The choice of representing the networks now upside down with respect to the previous ones is simply motivated by the fact that having the fault nodes at the top and the component failures at the bottom with the links pointing upward can make the conversion and the comparison with the original FTs easier. However this graphical scheme does not make any difference to the logical meaning and the probability structure of the BNs.

Figure 5.9– BN for the event No Flow in line L1 of the main tank in phase 4.

Appendix B contains all the BNs for the main tank.

Redundant Sections

When building the FTs and BNs for the fuel rig system, it was clear that some of their logic structure, which models how the component failures cause the symptoms, are repeated many times. For example, line L1 and line L2 are very similar, as well as recycle line L1 and recycle line L2. This is true for the sections that provide the system with redundancy, but it can be observed for the entire sub-systems. BNs allow these similarities to be used in order to avoid a repetition of the same logic. It is the same principle as for the repeated basic events in the FTs that appear only once in the BN structure.

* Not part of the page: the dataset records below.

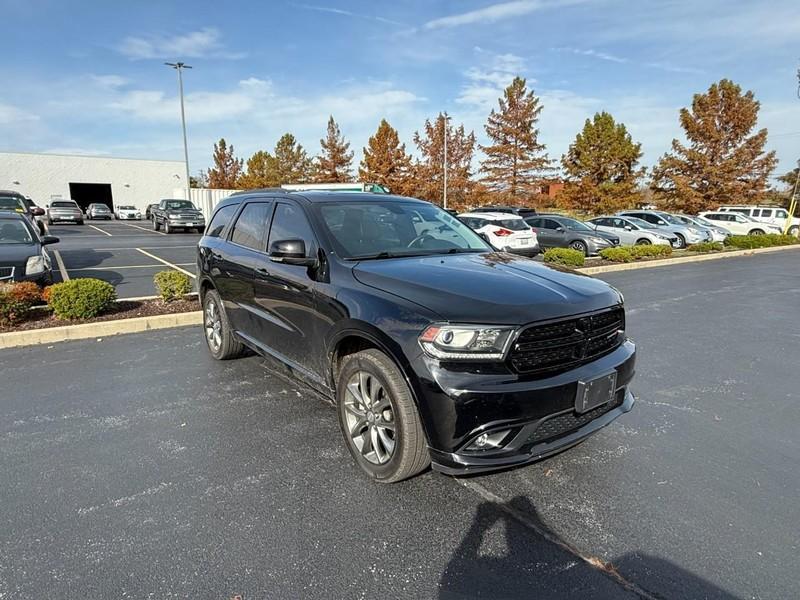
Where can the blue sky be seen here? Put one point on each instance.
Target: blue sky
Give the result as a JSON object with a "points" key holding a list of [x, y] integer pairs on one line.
{"points": [[87, 77]]}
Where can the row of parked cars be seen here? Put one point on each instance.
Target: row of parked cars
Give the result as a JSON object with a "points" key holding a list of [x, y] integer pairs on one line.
{"points": [[526, 232]]}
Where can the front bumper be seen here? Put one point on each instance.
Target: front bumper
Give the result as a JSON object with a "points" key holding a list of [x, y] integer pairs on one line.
{"points": [[457, 407]]}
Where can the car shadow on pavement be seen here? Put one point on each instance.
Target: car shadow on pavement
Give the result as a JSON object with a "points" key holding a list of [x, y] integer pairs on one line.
{"points": [[502, 557]]}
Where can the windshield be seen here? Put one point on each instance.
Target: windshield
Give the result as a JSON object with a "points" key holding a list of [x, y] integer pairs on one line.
{"points": [[575, 225], [173, 204], [641, 223], [15, 232], [377, 229], [512, 224], [11, 203]]}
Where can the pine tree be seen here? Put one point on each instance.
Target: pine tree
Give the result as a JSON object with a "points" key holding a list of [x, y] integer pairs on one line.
{"points": [[385, 161], [334, 163], [429, 171], [227, 168], [516, 162], [601, 166], [723, 162], [261, 172], [291, 162]]}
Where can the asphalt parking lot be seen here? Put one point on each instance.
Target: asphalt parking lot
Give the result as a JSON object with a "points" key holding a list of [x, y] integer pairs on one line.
{"points": [[125, 253], [137, 466]]}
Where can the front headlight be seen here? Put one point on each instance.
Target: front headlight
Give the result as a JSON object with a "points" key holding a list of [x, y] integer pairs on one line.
{"points": [[35, 265], [466, 342]]}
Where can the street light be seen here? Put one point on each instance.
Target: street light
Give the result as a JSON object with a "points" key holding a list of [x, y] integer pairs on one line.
{"points": [[179, 66], [446, 120]]}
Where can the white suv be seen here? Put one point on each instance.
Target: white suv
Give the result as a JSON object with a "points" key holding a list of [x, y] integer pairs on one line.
{"points": [[739, 224], [504, 231], [766, 214]]}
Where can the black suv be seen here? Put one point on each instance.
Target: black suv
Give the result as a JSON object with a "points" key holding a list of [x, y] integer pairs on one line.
{"points": [[434, 348]]}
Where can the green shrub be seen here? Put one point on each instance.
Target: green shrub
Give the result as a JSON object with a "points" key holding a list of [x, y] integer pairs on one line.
{"points": [[16, 299], [706, 247], [618, 254], [650, 251], [81, 298], [172, 285], [748, 242], [564, 256]]}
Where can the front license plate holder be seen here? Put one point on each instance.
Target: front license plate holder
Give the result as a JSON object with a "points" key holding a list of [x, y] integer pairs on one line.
{"points": [[595, 392]]}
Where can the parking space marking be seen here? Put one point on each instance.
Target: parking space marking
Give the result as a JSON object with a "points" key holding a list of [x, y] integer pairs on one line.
{"points": [[169, 264], [144, 228], [61, 267], [100, 230]]}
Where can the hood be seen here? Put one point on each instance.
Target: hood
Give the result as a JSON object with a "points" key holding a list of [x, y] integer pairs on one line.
{"points": [[17, 254], [488, 288]]}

For example, the BNs relating to the recycle line L2 has the same logic structure as the BN for recycle line L1 with the replacement of the following components:

- P0107 instead of P0101, - P0108 instead of P0102, - P0118 instead of P0115, - P0119 instead of P0116, - P0120 instead of P0117, - PP0120 instead of PP0110, - PSV0110 instead of PSV0120.

The sensor FT0121 in the recycle line L2 has the same role as sensor FT0111 in recycle line L1. As all BNs representing the sections belong to a same class collection, a BN for recycle line L2 can be created including the BN for recycle line L1 as in figure 5.11. The fault nodes at the bottom representing the deviating sensor states of the recycle line L2 are linked to the fault nodes in the external BN for the recycle line L1. Similarly the input nodes representing the components in the recycle line L2 link to the components belonging to recycle line L1. In this way, the input nodes assume the same probability as for the nodes in the external BN. This procedure can be done for the sections of the system or for entire sub-systems. For example, the main tank in phase 4 has the same expected behaviour as the wing tank in phase 2. The BN created for the main tank sub-system for phase 4 will be identical to the BN for the wing tank sub-system for phase 2 with the replacement of the correct components and the sensors labels. This will be shown in more details when all BNs relating to the sections are connected together.

Figure 5.11– BN for recycle line L2 created using the BN for recycle line L1.